After a 4-day transit which included a small bonfire festivity we arrived just this morning at our next sampling location: the Vema transform fault. This transform fault displaces the Mid-Atlantic Ridge (MAR) axis by about 300 km (i.e. more than Ireland’s W-E extension). The MAR is a volcanic spreading axis in the Atlantic Ocean, separating the African and South American plates. The entire fracture zone extends over >2000km from east to west with a full spreading rate of about ~27 mm/yr, i.e. the two plates move apart with a “speed” of 27 mm/year. The geological evolution in time and space was accompanied by the formation of a spectacular submarine V-shaped transform valley. The southern wall of this valley is the result of the uplift of a single block of mantle material starting about 50 million years ago and currently erecting up to >4 km from bottom to top being one of the highest and longest ridges in the entire MAR system – and it may even have reached the sea surface in the past! The northern wall consists of exposed (oceanic) crust of 2-3 km thickness being slightly less spectacular compared to its southern counterpart.
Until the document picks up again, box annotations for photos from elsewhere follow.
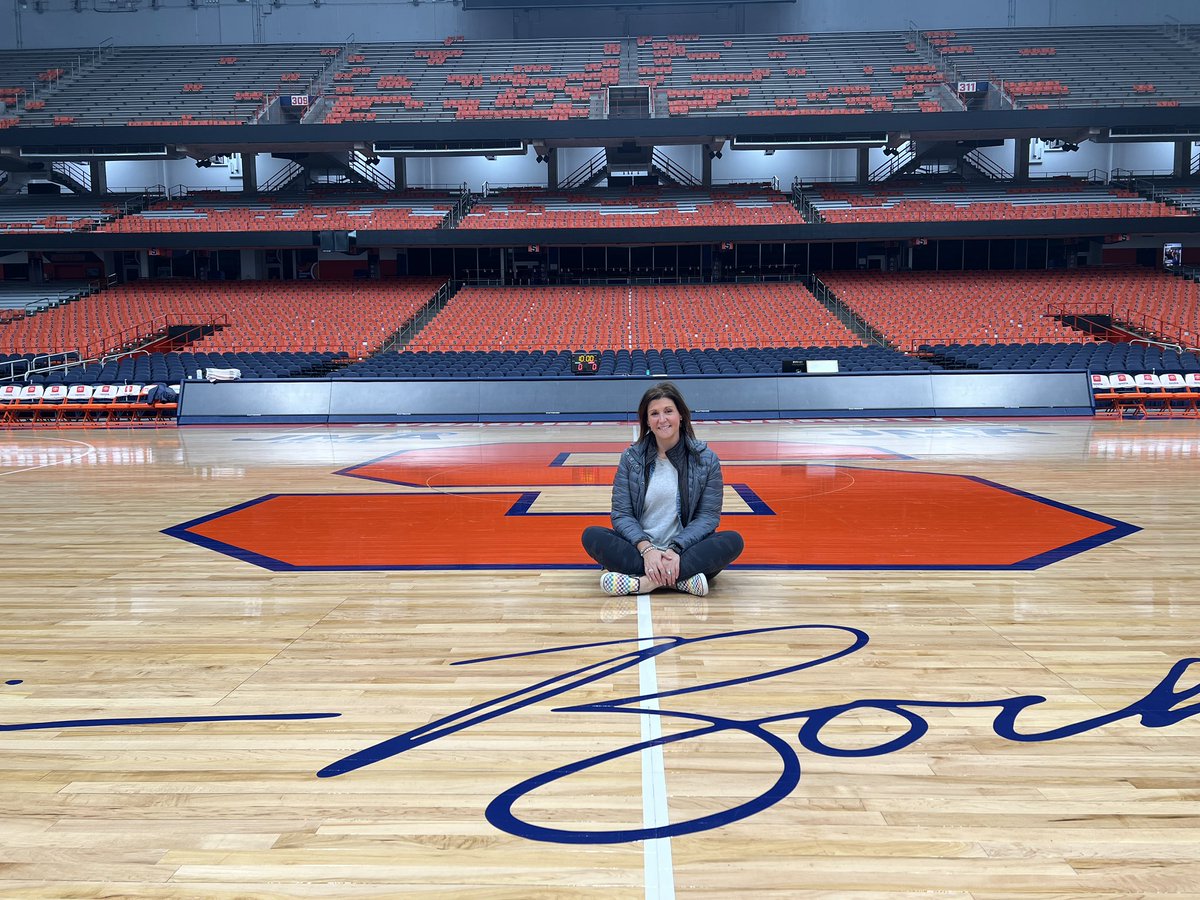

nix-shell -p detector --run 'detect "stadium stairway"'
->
[809,276,892,347]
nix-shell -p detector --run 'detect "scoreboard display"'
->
[571,350,600,374]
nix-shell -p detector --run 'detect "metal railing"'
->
[346,150,396,191]
[438,181,474,228]
[558,150,608,191]
[16,313,229,380]
[650,148,702,187]
[376,281,462,353]
[792,179,824,224]
[962,148,1013,181]
[800,275,890,347]
[258,160,304,193]
[1046,302,1198,353]
[866,140,917,181]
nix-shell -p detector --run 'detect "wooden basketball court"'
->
[0,419,1200,900]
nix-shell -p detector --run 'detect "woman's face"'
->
[646,397,679,450]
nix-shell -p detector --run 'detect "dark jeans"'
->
[583,526,745,581]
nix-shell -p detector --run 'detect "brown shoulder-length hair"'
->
[637,382,696,440]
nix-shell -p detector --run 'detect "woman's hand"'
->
[642,550,679,587]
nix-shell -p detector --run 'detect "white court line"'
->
[0,434,96,478]
[637,594,674,900]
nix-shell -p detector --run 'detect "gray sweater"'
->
[612,434,725,550]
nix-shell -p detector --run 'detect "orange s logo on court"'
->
[163,440,1139,571]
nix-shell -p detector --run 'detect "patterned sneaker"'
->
[600,572,642,596]
[676,572,708,596]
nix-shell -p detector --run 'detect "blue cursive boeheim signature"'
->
[317,625,1200,844]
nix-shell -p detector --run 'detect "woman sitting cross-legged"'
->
[583,382,743,596]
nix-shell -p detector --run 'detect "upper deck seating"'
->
[332,346,937,378]
[820,269,1200,349]
[408,283,862,350]
[1132,179,1200,216]
[931,25,1200,108]
[14,43,341,127]
[458,187,804,228]
[100,190,455,233]
[0,194,121,234]
[0,26,1200,127]
[0,281,91,312]
[14,350,348,384]
[323,38,609,124]
[920,341,1200,374]
[0,49,95,128]
[637,31,944,115]
[809,179,1188,222]
[0,278,442,358]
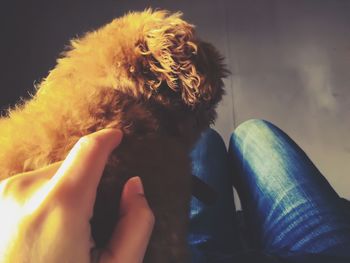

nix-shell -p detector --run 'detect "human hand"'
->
[0,129,154,263]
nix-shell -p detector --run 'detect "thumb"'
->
[100,177,155,263]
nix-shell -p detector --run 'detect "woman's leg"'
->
[229,120,350,256]
[188,129,239,263]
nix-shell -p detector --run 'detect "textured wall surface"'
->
[0,0,350,202]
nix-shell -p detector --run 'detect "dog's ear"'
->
[136,14,205,106]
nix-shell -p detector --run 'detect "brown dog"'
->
[0,9,227,263]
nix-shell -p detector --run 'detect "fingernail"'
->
[126,176,144,194]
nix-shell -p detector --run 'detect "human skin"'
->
[0,129,155,263]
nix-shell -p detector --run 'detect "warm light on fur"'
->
[0,9,227,263]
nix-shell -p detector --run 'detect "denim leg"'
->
[188,129,239,263]
[229,120,350,256]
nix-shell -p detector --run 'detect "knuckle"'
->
[77,134,101,152]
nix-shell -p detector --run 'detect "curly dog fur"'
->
[0,9,227,263]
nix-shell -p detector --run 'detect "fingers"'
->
[50,129,122,212]
[100,177,155,263]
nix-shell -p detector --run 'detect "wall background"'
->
[0,0,350,204]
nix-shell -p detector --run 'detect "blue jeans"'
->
[188,120,350,263]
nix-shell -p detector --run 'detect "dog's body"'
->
[0,10,226,263]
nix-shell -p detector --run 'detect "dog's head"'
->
[49,9,228,144]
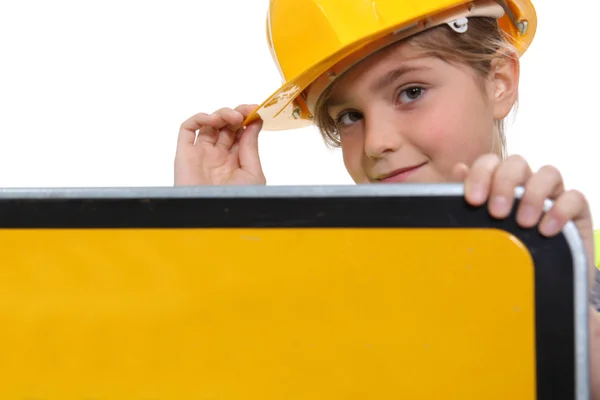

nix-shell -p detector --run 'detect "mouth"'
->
[377,162,427,183]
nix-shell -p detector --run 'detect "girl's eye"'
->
[398,86,425,103]
[335,111,362,126]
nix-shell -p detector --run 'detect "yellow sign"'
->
[0,228,536,400]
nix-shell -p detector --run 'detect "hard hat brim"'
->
[244,0,537,131]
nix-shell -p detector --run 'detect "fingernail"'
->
[540,215,560,236]
[517,204,536,226]
[490,196,510,216]
[469,184,486,203]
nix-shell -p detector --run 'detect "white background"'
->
[0,0,600,228]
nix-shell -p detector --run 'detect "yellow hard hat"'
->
[246,0,537,130]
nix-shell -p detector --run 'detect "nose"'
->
[364,111,404,159]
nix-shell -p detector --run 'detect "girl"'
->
[175,0,600,399]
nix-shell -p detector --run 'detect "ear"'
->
[489,48,520,121]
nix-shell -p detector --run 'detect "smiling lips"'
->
[377,163,427,183]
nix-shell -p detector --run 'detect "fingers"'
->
[517,166,567,228]
[178,104,257,149]
[239,120,263,176]
[539,190,592,236]
[177,113,217,145]
[215,104,257,150]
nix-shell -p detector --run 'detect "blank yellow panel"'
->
[0,228,536,400]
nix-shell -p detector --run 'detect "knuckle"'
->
[567,189,587,205]
[538,164,561,177]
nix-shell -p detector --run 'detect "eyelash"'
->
[334,85,426,126]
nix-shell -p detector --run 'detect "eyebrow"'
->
[327,65,431,108]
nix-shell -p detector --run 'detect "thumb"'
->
[239,119,263,176]
[452,163,469,182]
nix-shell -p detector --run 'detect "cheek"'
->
[415,92,494,169]
[341,137,368,183]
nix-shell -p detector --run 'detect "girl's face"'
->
[318,39,518,183]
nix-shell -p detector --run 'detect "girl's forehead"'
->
[329,43,440,103]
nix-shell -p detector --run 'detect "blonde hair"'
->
[314,18,514,158]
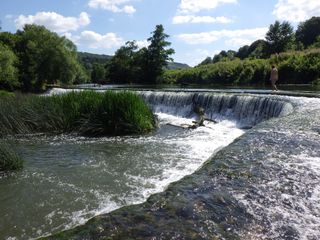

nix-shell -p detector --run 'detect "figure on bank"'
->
[270,65,279,91]
[189,104,205,129]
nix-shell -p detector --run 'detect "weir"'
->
[140,91,293,128]
[43,88,320,239]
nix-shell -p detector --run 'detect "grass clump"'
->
[0,91,155,136]
[0,90,15,97]
[0,143,23,172]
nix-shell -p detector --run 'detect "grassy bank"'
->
[164,49,320,86]
[0,91,155,136]
[0,142,23,172]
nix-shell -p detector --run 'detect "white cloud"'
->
[136,40,150,48]
[273,0,320,22]
[172,15,232,24]
[176,27,268,44]
[15,12,90,33]
[4,14,13,19]
[226,38,256,48]
[88,0,136,14]
[70,31,125,49]
[178,0,237,13]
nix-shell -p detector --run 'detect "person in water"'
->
[270,65,279,91]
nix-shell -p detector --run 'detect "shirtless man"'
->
[270,65,279,91]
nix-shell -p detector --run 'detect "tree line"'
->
[0,24,174,92]
[0,25,87,92]
[199,17,320,65]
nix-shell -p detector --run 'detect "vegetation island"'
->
[0,17,320,172]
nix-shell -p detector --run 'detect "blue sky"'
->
[0,0,320,66]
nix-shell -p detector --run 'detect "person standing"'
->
[270,65,279,91]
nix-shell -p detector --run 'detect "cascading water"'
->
[0,90,320,239]
[140,91,292,127]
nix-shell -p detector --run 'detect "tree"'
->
[236,45,249,60]
[91,63,106,84]
[0,43,19,91]
[247,39,268,58]
[296,17,320,47]
[107,41,140,83]
[144,25,174,83]
[266,21,294,54]
[16,25,80,91]
[198,57,212,66]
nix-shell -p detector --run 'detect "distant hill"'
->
[167,62,190,70]
[78,52,190,70]
[78,52,112,70]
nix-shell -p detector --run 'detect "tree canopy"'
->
[107,25,174,83]
[0,25,84,91]
[0,42,19,90]
[296,17,320,47]
[266,21,294,53]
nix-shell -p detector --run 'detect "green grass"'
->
[0,90,15,97]
[0,142,23,172]
[0,91,155,136]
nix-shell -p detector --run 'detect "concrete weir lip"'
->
[42,90,320,239]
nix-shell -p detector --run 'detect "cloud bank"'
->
[88,0,136,14]
[15,12,90,33]
[273,0,320,22]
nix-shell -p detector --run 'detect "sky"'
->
[0,0,320,66]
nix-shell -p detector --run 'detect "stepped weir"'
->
[43,91,320,239]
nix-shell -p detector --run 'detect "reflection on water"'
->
[0,113,243,239]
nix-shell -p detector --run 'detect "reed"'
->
[0,142,23,172]
[0,91,155,136]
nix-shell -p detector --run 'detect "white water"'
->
[0,112,244,239]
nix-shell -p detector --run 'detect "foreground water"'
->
[0,113,244,239]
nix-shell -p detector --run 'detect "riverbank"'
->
[41,92,320,239]
[0,91,156,171]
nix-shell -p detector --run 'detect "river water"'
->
[0,89,320,240]
[0,109,244,239]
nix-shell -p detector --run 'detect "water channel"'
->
[0,87,320,239]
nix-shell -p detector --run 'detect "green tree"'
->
[144,25,174,83]
[266,21,294,54]
[247,39,268,58]
[91,63,106,84]
[16,25,80,91]
[0,32,17,50]
[236,45,249,59]
[107,41,140,83]
[296,17,320,47]
[198,57,212,66]
[0,43,19,91]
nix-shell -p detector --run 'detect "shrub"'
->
[0,91,155,136]
[164,49,320,85]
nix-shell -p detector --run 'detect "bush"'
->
[0,91,155,136]
[0,143,23,172]
[164,49,320,85]
[0,90,15,97]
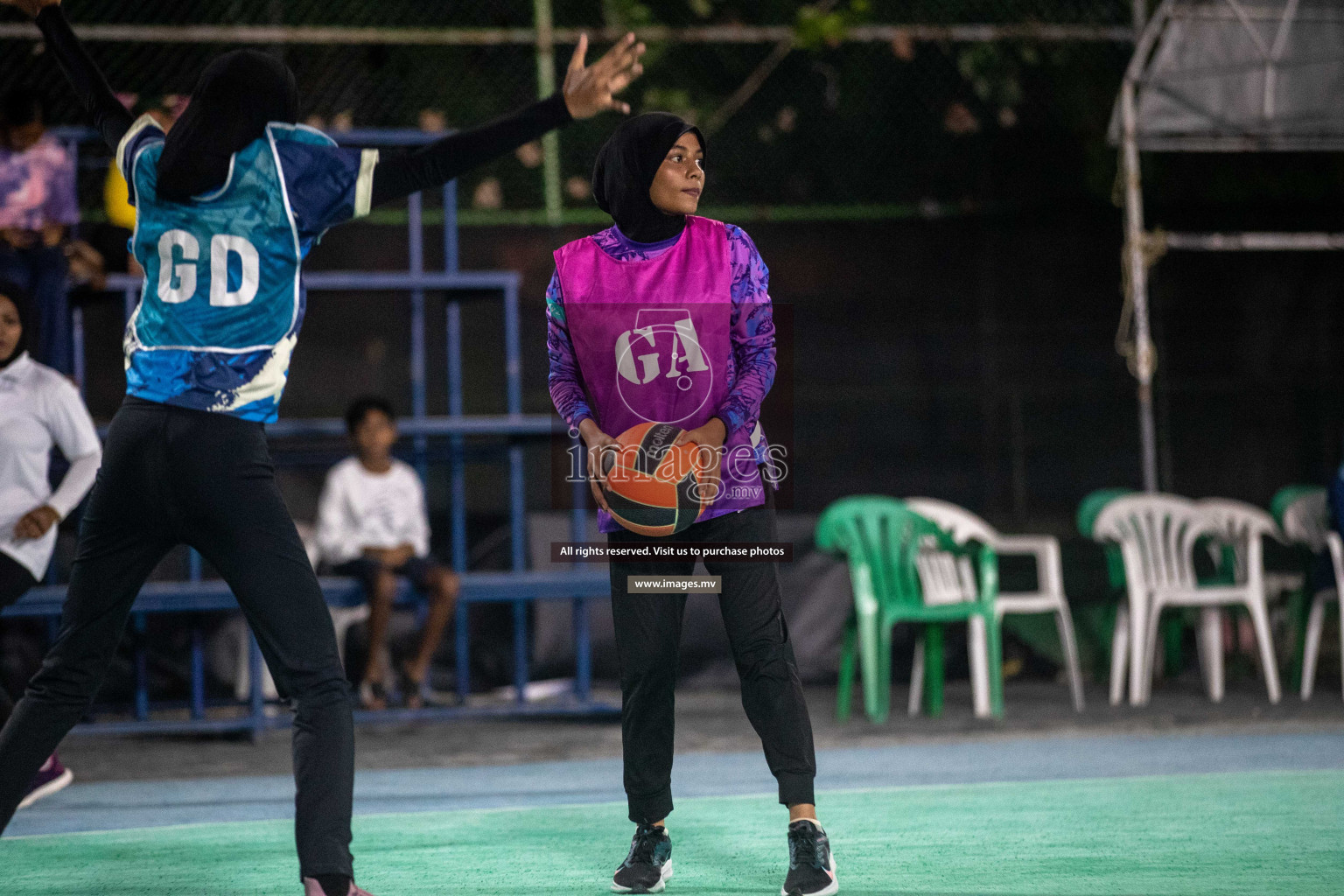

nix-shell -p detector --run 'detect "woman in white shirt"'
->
[0,284,102,808]
[317,397,458,710]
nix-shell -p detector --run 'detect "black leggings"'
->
[0,554,38,725]
[0,397,355,878]
[607,486,817,825]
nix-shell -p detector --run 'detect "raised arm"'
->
[0,0,132,151]
[365,32,644,206]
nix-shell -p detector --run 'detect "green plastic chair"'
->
[1078,489,1134,592]
[816,494,1004,721]
[1269,485,1331,700]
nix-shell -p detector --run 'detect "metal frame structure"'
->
[4,129,619,733]
[1111,0,1344,492]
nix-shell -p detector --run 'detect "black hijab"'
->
[0,281,32,371]
[158,50,298,203]
[592,111,704,243]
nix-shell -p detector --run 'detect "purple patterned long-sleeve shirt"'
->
[546,224,775,464]
[0,135,80,230]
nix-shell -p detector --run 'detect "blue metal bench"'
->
[0,568,619,735]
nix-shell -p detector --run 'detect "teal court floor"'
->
[0,732,1344,896]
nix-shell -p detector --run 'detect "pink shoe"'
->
[19,753,75,808]
[304,878,374,896]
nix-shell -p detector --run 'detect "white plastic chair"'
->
[1284,489,1344,700]
[906,542,993,718]
[906,499,1083,712]
[1096,494,1279,705]
[1196,499,1284,703]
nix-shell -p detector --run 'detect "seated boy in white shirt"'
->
[317,397,458,710]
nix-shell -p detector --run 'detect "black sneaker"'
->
[612,825,672,893]
[780,821,840,896]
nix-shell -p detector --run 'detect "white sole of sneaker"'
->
[19,768,75,808]
[612,858,672,893]
[780,853,840,896]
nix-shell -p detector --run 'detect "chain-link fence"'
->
[0,0,1133,216]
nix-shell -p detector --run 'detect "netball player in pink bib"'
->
[546,113,838,896]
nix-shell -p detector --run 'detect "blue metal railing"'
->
[12,129,614,732]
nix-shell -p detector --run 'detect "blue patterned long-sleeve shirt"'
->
[546,224,775,464]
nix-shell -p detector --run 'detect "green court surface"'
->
[0,771,1344,896]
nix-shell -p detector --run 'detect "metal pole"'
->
[504,279,528,704]
[532,0,562,227]
[70,306,85,395]
[444,180,457,274]
[1119,78,1157,492]
[406,193,429,481]
[444,304,472,705]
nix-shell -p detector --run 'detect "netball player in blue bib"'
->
[0,0,644,896]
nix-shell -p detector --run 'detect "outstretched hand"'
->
[562,32,645,118]
[0,0,60,18]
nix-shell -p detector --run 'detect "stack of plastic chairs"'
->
[817,496,1003,721]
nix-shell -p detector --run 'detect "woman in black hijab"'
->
[546,113,838,896]
[592,111,704,243]
[0,0,644,896]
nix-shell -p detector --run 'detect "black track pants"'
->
[0,397,355,876]
[0,554,38,725]
[607,487,817,823]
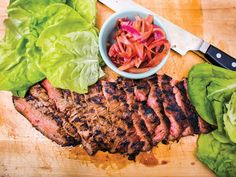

Besides spectacular geology the Vema frature zone is also very interesting from an oceanographic point of view. It acts as a channel for deep and bottom water masses between the western and the eastern Atlantic basins allowing northwards flowing bottom water masses from Antarctica to pass the MAR and enter the deep East Atlantic Ocean.

Hence, during the next few days we will run the full range of equipment we have onboard the James Cook in order to collect (hopefully) loads of precious samples: starting off with a deep CTD profile this morning we aim to deploy the ROV and to raise some sediment cores in order to shed some light on this spectacular key deep-sea location in the equatorial Atlantic Ocean!